ST. PAUL — Minnesota’s public pension plans for government employees are underfunded by $16.7 billion — a deficit that’s $4 billion larger than it was when lawmakers took steps to fix the problem in 2010.
The underfunded pensions aren’t a reason for alarm, experts say, but they say it is a problem that 11 of the state’s 12 public pension plans open to new members don’t have enough money coming in to cover promised benefits. Plans for state troopers, public safety workers, and local police and firefighters are among those with the largest gaps. Lawmakers will consider changes to those plans this year.
“Is there a need for concern? Yes,” said Larry Martin, executive director of Minnesota’s Legislative Commission of Pensions and Retirement. “We’re departing — significantly — from what we think we ought to be doing.”
The commission released the numbers last month. The figures are current through last June 30.
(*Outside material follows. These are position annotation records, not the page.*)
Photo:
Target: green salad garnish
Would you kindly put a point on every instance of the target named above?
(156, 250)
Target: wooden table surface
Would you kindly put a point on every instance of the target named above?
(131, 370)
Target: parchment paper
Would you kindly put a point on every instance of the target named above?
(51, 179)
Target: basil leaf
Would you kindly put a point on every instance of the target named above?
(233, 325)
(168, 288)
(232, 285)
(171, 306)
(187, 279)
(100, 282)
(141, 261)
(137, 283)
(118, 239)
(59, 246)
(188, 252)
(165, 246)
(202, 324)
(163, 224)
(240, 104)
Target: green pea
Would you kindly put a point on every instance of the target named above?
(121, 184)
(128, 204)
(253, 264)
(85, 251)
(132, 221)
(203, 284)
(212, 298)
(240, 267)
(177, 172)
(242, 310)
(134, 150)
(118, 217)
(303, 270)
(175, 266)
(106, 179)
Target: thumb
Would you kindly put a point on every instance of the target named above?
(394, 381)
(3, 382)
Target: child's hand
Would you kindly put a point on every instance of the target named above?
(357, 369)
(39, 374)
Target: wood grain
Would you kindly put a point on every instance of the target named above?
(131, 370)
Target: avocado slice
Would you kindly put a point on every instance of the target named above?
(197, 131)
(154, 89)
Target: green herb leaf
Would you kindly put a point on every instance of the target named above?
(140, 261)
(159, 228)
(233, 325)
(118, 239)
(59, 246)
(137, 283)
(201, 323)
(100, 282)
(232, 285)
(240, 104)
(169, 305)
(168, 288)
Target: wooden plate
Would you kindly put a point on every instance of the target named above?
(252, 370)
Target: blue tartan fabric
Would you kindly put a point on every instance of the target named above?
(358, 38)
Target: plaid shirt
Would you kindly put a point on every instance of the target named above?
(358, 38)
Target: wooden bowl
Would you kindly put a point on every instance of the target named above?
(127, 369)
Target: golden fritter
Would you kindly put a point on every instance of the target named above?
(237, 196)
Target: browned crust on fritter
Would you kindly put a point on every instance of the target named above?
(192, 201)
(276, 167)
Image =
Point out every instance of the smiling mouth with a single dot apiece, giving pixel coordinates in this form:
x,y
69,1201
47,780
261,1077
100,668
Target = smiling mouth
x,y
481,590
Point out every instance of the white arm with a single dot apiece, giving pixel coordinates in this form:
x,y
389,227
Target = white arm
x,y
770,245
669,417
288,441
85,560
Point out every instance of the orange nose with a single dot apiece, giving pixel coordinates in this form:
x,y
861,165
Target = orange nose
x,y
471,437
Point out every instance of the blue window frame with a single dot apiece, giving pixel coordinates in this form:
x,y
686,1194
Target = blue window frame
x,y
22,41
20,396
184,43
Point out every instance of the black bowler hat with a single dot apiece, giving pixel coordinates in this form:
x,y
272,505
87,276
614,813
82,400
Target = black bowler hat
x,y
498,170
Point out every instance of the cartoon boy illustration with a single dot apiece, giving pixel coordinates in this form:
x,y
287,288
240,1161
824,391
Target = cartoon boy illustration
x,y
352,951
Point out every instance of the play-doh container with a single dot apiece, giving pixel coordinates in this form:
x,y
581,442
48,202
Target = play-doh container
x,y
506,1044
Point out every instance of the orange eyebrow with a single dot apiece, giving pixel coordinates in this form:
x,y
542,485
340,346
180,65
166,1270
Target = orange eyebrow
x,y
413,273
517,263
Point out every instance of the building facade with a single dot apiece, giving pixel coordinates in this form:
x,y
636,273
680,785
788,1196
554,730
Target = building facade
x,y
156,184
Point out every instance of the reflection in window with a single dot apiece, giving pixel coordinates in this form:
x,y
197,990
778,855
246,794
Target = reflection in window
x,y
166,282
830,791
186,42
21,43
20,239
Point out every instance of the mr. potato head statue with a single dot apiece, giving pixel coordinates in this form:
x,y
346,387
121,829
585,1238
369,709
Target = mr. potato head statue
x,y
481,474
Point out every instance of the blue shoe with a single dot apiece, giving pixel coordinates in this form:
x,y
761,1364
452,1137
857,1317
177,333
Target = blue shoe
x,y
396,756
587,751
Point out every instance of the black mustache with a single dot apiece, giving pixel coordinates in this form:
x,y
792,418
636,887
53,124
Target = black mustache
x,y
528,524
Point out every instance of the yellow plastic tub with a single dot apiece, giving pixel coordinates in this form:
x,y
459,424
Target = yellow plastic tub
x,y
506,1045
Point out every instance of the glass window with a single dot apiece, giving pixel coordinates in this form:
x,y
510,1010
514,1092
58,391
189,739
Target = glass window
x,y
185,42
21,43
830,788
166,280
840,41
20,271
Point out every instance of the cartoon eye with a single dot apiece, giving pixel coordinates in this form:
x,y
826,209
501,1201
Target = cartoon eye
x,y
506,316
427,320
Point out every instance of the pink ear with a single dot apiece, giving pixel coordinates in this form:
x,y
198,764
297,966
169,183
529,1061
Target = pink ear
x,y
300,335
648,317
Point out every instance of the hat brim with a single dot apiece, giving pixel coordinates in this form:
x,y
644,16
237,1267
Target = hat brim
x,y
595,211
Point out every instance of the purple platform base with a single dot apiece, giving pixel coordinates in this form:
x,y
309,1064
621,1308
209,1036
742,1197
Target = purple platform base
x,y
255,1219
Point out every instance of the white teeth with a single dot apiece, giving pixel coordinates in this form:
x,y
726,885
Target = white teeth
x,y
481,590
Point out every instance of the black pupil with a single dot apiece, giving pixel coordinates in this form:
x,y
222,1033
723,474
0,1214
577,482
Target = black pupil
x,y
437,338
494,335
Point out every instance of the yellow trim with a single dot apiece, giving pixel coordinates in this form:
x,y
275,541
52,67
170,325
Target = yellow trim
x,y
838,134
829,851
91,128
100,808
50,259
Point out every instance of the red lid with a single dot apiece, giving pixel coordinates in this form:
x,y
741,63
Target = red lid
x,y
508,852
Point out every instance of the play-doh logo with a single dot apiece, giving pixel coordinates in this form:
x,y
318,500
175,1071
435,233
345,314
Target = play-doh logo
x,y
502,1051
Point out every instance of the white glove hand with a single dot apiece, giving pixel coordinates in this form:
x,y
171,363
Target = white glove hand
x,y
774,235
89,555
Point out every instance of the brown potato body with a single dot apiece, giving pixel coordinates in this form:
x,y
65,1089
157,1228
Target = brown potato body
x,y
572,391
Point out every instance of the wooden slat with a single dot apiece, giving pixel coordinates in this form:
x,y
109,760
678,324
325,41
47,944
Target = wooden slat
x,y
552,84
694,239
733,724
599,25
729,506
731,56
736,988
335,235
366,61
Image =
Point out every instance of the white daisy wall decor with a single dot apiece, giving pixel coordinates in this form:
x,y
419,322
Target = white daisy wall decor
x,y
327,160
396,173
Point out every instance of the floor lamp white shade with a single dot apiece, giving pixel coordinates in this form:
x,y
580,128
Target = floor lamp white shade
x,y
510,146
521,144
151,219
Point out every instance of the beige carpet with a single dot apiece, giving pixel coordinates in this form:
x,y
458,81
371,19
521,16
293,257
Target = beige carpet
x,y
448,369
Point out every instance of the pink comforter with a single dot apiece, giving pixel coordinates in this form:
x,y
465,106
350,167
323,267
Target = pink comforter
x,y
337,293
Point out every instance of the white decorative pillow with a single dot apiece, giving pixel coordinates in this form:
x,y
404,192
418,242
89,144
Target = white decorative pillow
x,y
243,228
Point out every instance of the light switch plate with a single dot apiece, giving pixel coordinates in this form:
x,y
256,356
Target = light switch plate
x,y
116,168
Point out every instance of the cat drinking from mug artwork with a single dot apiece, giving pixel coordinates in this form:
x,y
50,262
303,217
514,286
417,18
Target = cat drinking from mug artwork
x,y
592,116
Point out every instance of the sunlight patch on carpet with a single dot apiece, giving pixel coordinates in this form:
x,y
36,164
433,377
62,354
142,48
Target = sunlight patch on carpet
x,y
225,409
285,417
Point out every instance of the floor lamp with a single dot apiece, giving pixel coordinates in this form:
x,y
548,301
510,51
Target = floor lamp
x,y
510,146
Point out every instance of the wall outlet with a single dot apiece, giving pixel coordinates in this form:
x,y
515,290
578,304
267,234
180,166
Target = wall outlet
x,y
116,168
The plans pay for retirement for more than 729,000 current and retired state and local government workers and pay out about $3.8 billion in benefits annually.
In 2010, the Legislature made some changes to the pension plans to fix what was then a $12.7 billion deficit. The changes included requiring state workers and employers to pay more into the funds.
Some say the reforms need more time to show improvement.
“I know the people that run the funds; they’re looking at them and keeping an eye on them,” said state Rep. Michael Nelson, DFL-Brooklyn Park, who chairs the House Government Operations Committee, which heard testimony on Jan. 15 about the status of the plans. “I’m not that concerned, because I think the things we did in 2010 and moving forward are moving them in the right direction.”
Others say the state must do more to avoid a pension crisis.
“We are not gaining any ground on eliminating this unfunded liability,” said Mark Haveman, executive director of the nonpartisan Minnesota Center for Fiscal Excellence. “None of them are on a process, a timeline, under current law to be fully funded in 30 years. You’re transferring these significant liabilities to future generations.”